Change #1071267 had a related patch set uploaded (by Ebernhardson; author: Ebernhardson):

[mediawiki/extensions/CirrusSearch@master] [WIP] Drop matches from bad redirects, and count them

https://gerrit.wikimedia.org/r/1071267

It looks like User:Hipps Boson/sandbox was mistakenly moved to Hipps Boson/sandbox in the main namespace on the same day, which explains how the redirect might have gotten there in the first place. Doesn't explain why it's still there.

Two pieces to resolve:

  • I generated a list of potentially bad indexed redirects by combining the latest cirrus index dump (from 2024-09-01) against the latest mw sql dump (also taken 2024-09-01). This generated a list of 68k pages.

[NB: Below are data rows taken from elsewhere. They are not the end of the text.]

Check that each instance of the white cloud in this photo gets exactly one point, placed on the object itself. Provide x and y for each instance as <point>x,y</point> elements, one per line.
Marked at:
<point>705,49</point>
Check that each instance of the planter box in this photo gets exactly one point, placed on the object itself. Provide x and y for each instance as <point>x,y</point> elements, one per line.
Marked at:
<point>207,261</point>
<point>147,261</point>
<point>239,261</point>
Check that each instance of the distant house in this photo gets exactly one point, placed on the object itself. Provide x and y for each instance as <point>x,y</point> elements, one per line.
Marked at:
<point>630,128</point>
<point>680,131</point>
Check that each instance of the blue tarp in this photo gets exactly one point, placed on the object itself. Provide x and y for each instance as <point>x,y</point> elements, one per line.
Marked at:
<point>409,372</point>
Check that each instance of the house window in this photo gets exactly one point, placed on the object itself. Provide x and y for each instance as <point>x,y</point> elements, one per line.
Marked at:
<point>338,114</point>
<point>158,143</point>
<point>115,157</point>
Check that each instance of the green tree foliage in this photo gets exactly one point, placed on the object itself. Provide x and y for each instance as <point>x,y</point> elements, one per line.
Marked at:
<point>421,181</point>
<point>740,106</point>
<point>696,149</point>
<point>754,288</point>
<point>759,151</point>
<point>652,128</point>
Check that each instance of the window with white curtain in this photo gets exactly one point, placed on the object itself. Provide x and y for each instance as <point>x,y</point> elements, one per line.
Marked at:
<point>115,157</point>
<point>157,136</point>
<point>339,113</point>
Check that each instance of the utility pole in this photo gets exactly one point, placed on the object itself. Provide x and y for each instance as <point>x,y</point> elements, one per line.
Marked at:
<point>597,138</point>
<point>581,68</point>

Spot checking a few it seems maybe 50% are actually incorrect, but it's a short enough list thats acceptable. Pushed rerenders for all of these pages. That appears to have resolved the example query above.
  • When a page is indexed into the search engine but doesn't actually exist we drop that from the results list. It seems like we should be doing the same for bad redirect matches. Attached patch does that, and additionally introduces a new metric we will need to add to our indexing dashboard that tracks the frequency of invalid results. I've run out of time to finish this today, but put up a WIP patch and re-opened this ticket to finish it out next week.

The patch to count should be merged soon-ish. Need to decide where it goes, probably into the Elasticsearch Indexing dashboard

Change #1071267 merged by jenkins-bot:

[mediawiki/extensions/CirrusSearch@master] Count matches from bad redirects

https://gerrit.wikimedia.org/r/1071267

Graphed results are a little surprising, worse than I would have hoped for, but also not all that bad. We receive ~20-30 results each hour that get excluded from the results. Another 20-30 results per hour are now having the non-existent redirect stripped. Of those ~5 results per hour might have only matched due to the redirect and are now a bit mysterious. Given that full text search does 300-500 req/s, which gives a lower bound of perhaps 20M pages inspected per hour, that is an still an incredibly small fraction.